Key Takeaways
- Ari Lennox, RAYE, George Clinton, Durand Bernarr, and BJ the Chicago Kid shared the stage during the awards show to honor D’Angelo’s legacy.
- The medley included songs such as “Untitled (How Does It Feel)” and “Devil’s Pie,” drawing from multiple eras of his career.
- The broadcast also reflected on his three studio albums and Grammy-winning career following his death in 2025.
The 2026 BET Awards made room for a tribute to D’Angelo, one of R&B’s most influential and quietly towering figures. During Sunday night’s (June 28) ceremony, Ari Lennox, RAYE, George Clinton, Durand Bernarr, and BJ the Chicago Kid came together to honor the late singer, songwriter, and multi-instrumentalist with a performance rooted in the depth of his catalog.
Rather than leaning on one signature record, the tribute moved through different sides of D’Angelo’s artistry. The medley nodded to the groove-heavy brilliance of “Chicken Grease,” the raw storytelling of “S**t, D**n, Motherf**ker,” the darker social and spiritual weight of “Devil’s Pie,” and the unmistakable pull of “Untitled (How Does It Feel).” Together, the selections captured the range that made D’Angelo difficult to place in one lane. He could be tender, wounded, political, sensual, churchy, funky, and deeply experimental, often inside the same body of work.
The lineup also reflected the wide reach of his influence. Before the performance began, D’Angelo’s children appeared to introduce the tribute, adding a personal layer to the moment. Lennox, Bernarr, and BJ each represent different corners of modern soul, while RAYE’s jazz fusion-leaning approach brought another element to the tribute. Clinton’s presence also connected the performance to the funk traditions that helped shape D’Angelo’s own musical language.
D’Angelo, born Michael Eugene Archer, died in October 2025 at 51 after a battle with cancer. Across a career defined by long gaps between albums and an unusually high standard of musicianship, he released three studio projects: 1995’s “Brown Sugar,” 2000’s “Voodoo” and 2014’s “Black Messiah.” Each one arrived in a different era, yet all three helped shift the direction of contemporary R&B.
A catalog built to outlive the moment
“Brown Sugar” introduced D’Angelo as one of the defining voices of the 1990s neo-soul movement, earning platinum status and multiple Grammy nominations while producing singles like “Brown Sugar,” “Lady,” and “Cruisin’.” Years later, Voodoo expanded that foundation into something looser, deeper, and harder to imitate.
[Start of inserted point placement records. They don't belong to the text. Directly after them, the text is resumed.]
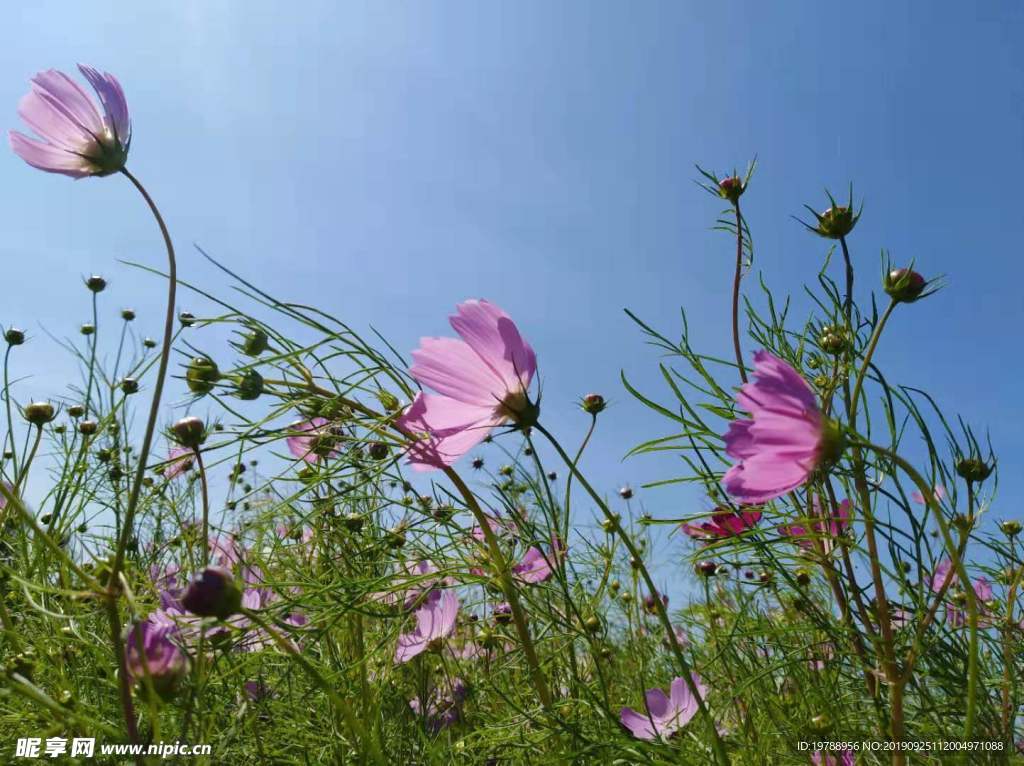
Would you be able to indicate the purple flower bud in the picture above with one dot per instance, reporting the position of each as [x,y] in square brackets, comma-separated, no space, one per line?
[213,594]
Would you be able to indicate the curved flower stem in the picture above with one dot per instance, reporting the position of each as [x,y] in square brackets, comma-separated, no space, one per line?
[341,706]
[508,587]
[158,389]
[735,292]
[954,554]
[687,672]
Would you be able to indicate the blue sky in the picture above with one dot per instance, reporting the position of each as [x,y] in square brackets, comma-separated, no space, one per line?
[385,161]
The album debuted at No. 1 on the Billboard 200 and earned Grammy wins for Best R&B Album and Best Male R&B Vocal Performance for “Untitled,” a record that became one of the most recognizable moments of his career.
His impact continued well beyond his early commercial peak. D’Angelo later returned with “Black Messiah,” a politically charged and musically dense album that won Best R&B Album at the 2016 Grammy Awards, while “Really Love” won Best R&B Song and was nominated for Record of the Year. Across a wealth of nominations and wins, his career showed how a small but carefully built body of work could leave an outsized mark on R&B, soul, funk, and Hip Hop.